The Boat House Inn, Port Royal

The Port Royal dates from Victorian times and is comprised of a number (2) of riverside cottages and an old warehouse. The cottages used to house workers from the Canal.

The pub is named after the Jamaican Port famous for piracy. See the Ancient Quayside and Canal section for more information.

An old photograph of 1910 shows the place to be the HQ of the Exeter Rowing Club. The old boat-house now makes up the restaurant of the present Port Royal. The photo below (1954) shows this quite clearly. The boat-house was re-built in 1952 at a cost of 1600 GBP and was opened by Geoffrey Pring of the City Brewery on 6th June 1952.

The Exeter Rowing Club vacated the club-house at the pub in 1981 and in 1982, the boathouse was converted into a function room.

A "for sale" notice in the EFP (13th January 1853) features a Boat House Inn, a name which the pub briefly adopted during the tenancy of George Webber. It seems that the inn had reverted back to being known as the Port Royal a couple of years later presumably after it was sold. Proof is given by Besley in his " West Of England Almanac", 1853 where he shows John Western at the Port Royal PH and G. Webber at the Boathouse PH, both with the same address of "Lime Kilns". Both men are also listed in other directories as tennants / owners at the Port Royal.

A deed of 1924 states that it "..was with brewhouse, cellar and other outbuildings, yard, boathouse, bagatelle room and premises thereto adjoining."

Newton (1968) mentions that in 1870 it was the venue for the Christmas party of the Trews Weir Mill employees and a soup kitchen was also opened here in 1870 for those not fortunate enough to have regular employment.

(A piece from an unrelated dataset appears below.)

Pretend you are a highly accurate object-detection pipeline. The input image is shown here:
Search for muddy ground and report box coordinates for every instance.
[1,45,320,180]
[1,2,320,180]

The pub was first listed by the historical directories in 1844 (Pigot) with Robert Ulger as resident and again in 1850 (White) with George Webber as resident.
Charles Edwards resident from the mid 1850's ran the pub for 60 odd years. Edwards died in December 1923 aged 93.

Directory Listings.

The pub was bought from the owner, Alfred Dorothy by the City Brewery in 1924.